3.6 Negative Binomial distribution

One of the tasks in manufacturing is to understand how many days it might take for a machine to break. In this case, everyday when it works we could encode as a “failure to break”, and when it breaks, we would encode it as “success”. Assuming that there are many small unpredictable factors impacting the possibility to break, we can safely assume that there is a fixed probability that this will happen.

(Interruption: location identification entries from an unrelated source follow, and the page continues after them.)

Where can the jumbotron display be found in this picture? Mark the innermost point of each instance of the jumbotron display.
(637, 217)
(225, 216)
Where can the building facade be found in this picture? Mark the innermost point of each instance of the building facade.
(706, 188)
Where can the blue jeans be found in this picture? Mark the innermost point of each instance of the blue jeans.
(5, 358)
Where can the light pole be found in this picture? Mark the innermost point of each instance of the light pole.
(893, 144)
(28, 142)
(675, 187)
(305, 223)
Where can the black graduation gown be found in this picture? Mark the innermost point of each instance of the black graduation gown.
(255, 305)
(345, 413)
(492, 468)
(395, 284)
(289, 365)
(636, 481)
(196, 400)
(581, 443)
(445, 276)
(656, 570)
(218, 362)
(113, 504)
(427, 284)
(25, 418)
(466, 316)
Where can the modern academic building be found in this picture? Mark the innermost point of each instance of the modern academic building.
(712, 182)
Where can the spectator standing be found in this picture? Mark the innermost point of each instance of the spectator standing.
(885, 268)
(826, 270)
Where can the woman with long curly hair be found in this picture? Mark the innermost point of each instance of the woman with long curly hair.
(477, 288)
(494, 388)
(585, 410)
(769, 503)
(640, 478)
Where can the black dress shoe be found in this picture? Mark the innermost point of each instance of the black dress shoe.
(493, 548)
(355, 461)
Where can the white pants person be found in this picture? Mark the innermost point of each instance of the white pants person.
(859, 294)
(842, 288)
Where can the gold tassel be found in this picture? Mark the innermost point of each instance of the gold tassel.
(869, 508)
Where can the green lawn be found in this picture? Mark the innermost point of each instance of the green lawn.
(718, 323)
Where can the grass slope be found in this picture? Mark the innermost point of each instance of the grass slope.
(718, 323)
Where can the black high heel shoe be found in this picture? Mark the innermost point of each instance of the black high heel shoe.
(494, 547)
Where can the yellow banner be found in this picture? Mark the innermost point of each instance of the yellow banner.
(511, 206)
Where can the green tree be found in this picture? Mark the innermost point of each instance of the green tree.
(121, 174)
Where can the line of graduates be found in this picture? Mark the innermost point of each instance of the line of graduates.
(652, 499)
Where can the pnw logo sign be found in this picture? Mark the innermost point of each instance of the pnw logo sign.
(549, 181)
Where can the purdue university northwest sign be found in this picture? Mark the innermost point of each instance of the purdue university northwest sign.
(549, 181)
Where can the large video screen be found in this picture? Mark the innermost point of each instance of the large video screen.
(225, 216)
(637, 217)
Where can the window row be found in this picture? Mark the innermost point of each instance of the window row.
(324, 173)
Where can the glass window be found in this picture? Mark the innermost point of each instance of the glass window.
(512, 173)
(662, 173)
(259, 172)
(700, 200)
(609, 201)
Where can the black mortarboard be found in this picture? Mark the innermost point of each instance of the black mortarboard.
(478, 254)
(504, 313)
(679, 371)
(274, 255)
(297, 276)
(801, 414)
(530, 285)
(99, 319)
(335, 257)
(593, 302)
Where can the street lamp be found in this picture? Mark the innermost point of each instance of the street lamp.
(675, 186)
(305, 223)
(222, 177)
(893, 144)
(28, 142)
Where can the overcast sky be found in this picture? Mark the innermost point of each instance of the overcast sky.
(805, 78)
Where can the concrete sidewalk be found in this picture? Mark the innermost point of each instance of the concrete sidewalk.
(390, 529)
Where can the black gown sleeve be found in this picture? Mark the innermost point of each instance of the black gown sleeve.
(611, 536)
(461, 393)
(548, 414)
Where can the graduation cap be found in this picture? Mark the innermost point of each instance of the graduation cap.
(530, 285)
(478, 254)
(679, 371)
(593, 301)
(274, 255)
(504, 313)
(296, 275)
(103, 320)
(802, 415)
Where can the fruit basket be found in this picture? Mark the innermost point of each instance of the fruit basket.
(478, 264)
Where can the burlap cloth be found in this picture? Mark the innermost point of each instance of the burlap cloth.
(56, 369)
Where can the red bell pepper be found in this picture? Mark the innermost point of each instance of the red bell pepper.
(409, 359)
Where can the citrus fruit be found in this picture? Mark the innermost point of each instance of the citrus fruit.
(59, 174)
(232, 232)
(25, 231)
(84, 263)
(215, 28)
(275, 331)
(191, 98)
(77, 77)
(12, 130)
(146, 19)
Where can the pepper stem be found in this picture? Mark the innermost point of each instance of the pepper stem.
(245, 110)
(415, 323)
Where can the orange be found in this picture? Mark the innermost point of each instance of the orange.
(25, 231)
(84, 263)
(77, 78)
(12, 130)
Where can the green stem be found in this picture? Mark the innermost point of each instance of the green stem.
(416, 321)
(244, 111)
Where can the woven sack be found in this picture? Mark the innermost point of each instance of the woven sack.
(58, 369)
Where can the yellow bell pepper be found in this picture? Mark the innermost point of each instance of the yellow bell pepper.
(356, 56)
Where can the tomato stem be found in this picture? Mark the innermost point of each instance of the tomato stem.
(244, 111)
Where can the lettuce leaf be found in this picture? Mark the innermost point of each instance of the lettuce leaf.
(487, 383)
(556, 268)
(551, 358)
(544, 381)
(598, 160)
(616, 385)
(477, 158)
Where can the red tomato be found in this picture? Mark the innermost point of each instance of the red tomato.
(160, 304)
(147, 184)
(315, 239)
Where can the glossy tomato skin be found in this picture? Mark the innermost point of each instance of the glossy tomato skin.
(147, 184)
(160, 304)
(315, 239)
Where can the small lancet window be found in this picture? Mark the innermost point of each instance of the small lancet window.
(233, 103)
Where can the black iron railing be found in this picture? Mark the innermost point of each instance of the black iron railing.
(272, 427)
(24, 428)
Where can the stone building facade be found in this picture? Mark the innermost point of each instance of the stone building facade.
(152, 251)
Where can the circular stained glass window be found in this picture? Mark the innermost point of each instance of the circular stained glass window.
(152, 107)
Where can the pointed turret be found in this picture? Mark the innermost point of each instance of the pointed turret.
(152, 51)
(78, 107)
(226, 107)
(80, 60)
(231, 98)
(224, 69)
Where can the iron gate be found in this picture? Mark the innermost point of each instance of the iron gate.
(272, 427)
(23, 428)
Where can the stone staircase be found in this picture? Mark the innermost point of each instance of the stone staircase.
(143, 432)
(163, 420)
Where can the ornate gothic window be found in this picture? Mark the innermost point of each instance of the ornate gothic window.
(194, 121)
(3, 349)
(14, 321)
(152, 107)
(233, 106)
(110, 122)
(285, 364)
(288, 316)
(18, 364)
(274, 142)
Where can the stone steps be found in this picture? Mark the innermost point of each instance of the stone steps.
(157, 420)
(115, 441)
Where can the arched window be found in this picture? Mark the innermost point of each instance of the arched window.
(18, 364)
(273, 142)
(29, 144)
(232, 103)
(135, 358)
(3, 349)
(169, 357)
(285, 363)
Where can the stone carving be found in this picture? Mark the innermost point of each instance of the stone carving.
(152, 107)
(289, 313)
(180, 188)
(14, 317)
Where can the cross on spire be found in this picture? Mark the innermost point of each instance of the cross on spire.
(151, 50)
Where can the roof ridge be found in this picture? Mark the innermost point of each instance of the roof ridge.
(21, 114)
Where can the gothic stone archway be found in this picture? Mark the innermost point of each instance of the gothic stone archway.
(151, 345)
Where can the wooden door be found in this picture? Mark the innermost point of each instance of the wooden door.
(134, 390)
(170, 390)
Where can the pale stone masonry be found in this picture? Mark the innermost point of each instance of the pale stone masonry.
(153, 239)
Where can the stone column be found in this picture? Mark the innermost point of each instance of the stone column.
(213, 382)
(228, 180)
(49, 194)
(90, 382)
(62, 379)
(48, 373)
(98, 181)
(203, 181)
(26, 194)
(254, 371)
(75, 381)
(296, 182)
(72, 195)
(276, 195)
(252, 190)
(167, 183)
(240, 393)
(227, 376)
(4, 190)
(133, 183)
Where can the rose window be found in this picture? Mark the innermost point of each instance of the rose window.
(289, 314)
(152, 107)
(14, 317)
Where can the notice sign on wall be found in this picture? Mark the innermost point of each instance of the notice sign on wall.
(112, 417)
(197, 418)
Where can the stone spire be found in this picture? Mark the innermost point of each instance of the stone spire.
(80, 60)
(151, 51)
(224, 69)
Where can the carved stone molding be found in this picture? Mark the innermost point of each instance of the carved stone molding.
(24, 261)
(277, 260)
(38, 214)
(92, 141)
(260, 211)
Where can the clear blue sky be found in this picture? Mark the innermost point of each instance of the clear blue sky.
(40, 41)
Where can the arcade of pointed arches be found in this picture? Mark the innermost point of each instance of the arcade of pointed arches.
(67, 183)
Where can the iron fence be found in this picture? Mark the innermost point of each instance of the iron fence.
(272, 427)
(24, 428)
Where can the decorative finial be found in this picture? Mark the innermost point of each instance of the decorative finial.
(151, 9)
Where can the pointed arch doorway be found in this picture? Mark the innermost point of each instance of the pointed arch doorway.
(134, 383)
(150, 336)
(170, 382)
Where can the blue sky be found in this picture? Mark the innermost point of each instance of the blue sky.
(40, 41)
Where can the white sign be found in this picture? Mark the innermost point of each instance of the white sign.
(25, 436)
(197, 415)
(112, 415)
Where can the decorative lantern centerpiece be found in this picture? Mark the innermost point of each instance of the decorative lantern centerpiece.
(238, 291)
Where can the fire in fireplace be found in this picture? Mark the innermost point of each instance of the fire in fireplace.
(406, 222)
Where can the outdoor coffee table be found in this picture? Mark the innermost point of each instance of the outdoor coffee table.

Can we somehow model this process to make adequate decisions about the work of the machine?

Yes. The Negative Binomial distribution is one of the appropriate tools here. It models the number of failures in an experiment (e.g. no breaks) before some defined number of successes occurs (a break). In contrast with the Binomial distribution, in the NegBin, the number of the total trials is unknown. And in the example above, we could say that a success is when the machine stops working.

Visually, the PMF of the NegBin can be represented in the following way (Figure 3.11) with \(p\) being the probability of success, \(k\) being the number of successes before the experiment stops, and \(m\) being the number of failures.

PMF of the Negative Binomial distribution with different probabilities and number of successes $k$.

Figure 3.11: PMF of the Negative Binomial distribution with different probabilities and number of successes \(k\).

Figure 3.11 shows that, for example, if p=0.2, and we want to have one success (k=1), we have the probability of 0.2 that we will succeed without having any failures. To make this easier to understand, if we have a 1d5 (five-sided dice), and we define success as rolling 5 on it, the probability that we will have it is 0.2 (this is one out of five possible outcomes), which corresponds to the first bar in the first plot in Figure 3.11. The probability that we will roll 5 in the second trial is \(0.2 \times (1-0.2) = 0.16\), which corresponds to the second bar in the first plot in Figure 3.11, etc. With \(k=2\), we model a situation when we need to get five two times in an experiment (not necessarily sequentially).

The PMF of this distribution is written as: \[\begin{equation} f(m, k, p) = \begin{pmatrix} k+m-1 \\ m \end{pmatrix} p^k (1-p)^m , \tag{3.17} \end{equation}\] where \(k\) is the number of successes and \(m\) is the number of failures. This PMF is very similar to the one of the Binomial distribution, but it is parametrised differently, which makes it useful in some contexts (like the one mentioned in the beginning of this section).